= Augusta Subdivision =

CSX railroad line in the United States of America

The Augusta Subdivision is a railroad line owned by CSX Transportation in the U.S. states of Georgia and South Carolina. The line runs from CSX's A Line at Yemassee, South Carolina to Augusta, Georgia, for a total of 87.7 mi. At its north end it connects with Norfolk Southern Railway and CSX's McCormick Subdivision.

==History==
Track of the Augusta Subdivision was built in 1873 by the Port Royal Railroad. That same year, the company declared bankruptcy and the line was sold to the new Port Royal and Augusta Railway in 1878.

The Port Royal and Augusta Railway was operated as part of the Central of Georgia Railroad line until the South Carolina General Assembly forced the railroad to give up the lines. The Port Royal and Augusta Railroad became part of the Charleston and Western Carolina Railway in 1896.
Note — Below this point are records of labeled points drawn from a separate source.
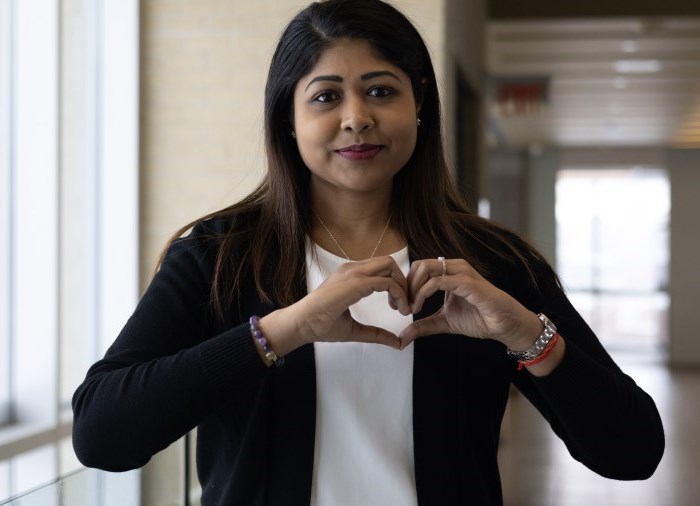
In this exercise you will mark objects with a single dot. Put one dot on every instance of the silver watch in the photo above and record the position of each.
(538, 347)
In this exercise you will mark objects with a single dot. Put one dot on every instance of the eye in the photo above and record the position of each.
(325, 97)
(381, 91)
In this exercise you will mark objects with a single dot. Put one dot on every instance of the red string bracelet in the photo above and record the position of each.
(545, 353)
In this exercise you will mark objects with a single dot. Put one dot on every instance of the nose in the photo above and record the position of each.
(356, 116)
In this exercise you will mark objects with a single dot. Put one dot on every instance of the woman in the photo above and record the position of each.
(302, 405)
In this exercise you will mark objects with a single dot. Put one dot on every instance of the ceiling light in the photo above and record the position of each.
(620, 83)
(637, 66)
(630, 46)
(615, 108)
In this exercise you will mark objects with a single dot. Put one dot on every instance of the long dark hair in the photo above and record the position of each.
(426, 207)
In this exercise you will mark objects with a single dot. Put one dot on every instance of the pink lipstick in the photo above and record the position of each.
(359, 151)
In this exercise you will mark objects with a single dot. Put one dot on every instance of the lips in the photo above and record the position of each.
(360, 151)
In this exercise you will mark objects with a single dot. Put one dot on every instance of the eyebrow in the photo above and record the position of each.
(364, 77)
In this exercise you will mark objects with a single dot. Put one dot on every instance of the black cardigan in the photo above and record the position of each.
(175, 366)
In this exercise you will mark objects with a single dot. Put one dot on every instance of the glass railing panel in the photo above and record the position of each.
(87, 487)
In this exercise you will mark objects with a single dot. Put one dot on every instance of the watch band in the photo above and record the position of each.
(539, 345)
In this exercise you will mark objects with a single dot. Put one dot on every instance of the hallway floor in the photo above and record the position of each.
(541, 472)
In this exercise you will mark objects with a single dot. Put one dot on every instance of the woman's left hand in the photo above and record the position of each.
(473, 306)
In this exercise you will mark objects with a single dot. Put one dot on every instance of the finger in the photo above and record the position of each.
(435, 324)
(424, 270)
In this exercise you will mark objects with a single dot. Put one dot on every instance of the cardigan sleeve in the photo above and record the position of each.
(606, 420)
(166, 371)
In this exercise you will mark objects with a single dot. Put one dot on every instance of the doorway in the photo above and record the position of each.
(613, 253)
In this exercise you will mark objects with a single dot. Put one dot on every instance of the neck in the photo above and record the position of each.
(356, 229)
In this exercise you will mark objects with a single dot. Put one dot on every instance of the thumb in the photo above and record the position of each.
(435, 324)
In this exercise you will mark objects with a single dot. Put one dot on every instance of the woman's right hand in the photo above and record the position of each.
(324, 314)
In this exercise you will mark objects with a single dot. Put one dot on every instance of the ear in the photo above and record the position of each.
(420, 93)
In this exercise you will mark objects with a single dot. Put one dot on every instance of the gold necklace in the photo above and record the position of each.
(347, 257)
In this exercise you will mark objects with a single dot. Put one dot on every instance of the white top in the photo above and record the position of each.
(363, 453)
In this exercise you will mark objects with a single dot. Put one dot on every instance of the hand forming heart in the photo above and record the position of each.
(473, 306)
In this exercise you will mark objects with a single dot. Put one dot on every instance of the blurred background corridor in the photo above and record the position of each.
(576, 125)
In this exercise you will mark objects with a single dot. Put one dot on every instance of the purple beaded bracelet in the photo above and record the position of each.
(269, 354)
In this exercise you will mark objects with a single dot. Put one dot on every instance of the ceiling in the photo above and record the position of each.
(608, 81)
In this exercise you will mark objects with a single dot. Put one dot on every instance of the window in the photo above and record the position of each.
(613, 252)
(68, 215)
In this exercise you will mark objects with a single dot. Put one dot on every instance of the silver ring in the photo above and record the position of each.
(444, 265)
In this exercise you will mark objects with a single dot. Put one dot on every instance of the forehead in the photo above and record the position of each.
(350, 56)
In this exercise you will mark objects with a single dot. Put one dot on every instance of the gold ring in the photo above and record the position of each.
(444, 265)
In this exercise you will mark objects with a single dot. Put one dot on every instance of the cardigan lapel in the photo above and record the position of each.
(435, 397)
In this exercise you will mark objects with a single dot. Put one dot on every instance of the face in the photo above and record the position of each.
(355, 119)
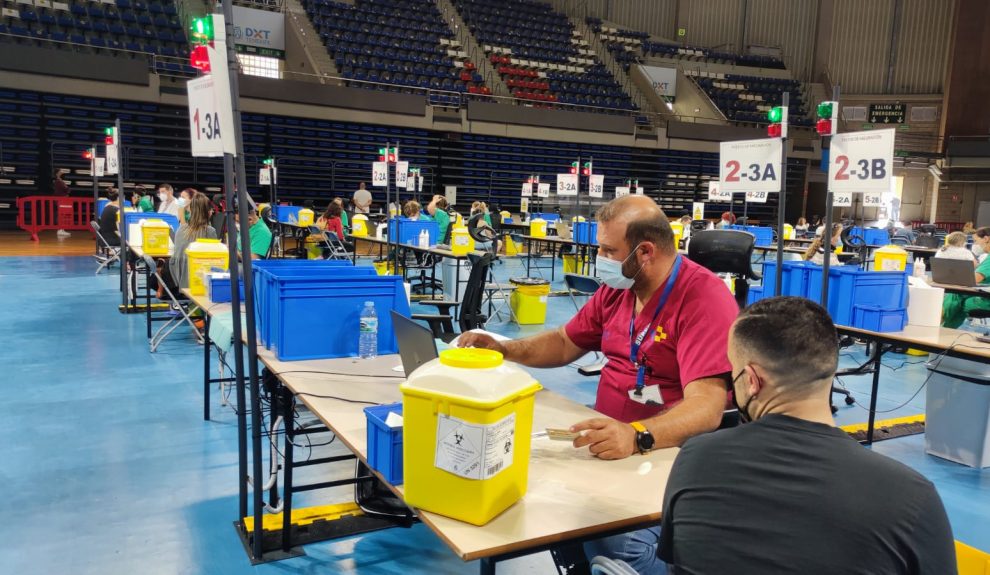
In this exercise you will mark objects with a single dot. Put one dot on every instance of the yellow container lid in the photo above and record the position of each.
(471, 358)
The Atlantic Coast Line Railroad (ACL) took over the Charleston and Western Carolina Railway in 1897 but operated it as a subsidiary until 1959 when it was fully absorbed by the Atlantic Coast Line.

The Atlantic Coast Line became the Seaboard Coast Line Railroad (SCL) in 1967 after merging with their rival, the Seaboard Air Line Railroad (SAL). Under the Seaboard Coast Line's ownership, the line was designated as the Augusta Subdivision from Augusta to Robbins (which continued north to Florence, South Carolina along what was previously the ACL's Florence—Robbins Line). Track from Robbins to Yemassee was known as the Robbins Subdivision at the time. After track from Robbins north to Cope was severed in the 1980s, the Robbins Subdivision designation was retired and the Augusta Subdivision was used for the full line from Augusta to Yemassee as it is today. What remains of the former Augusta Subdivision north of Cope is now part of the Orangeburg Subdivision.

In 1980, the Seaboard Coast Line's parent company merged with the Chessie System, creating the CSX Corporation. The CSX Corporation initially operated the Chessie and Seaboard Systems separately until 1986, when they were merged into CSX Transportation who operates the Augusta Subdivision today.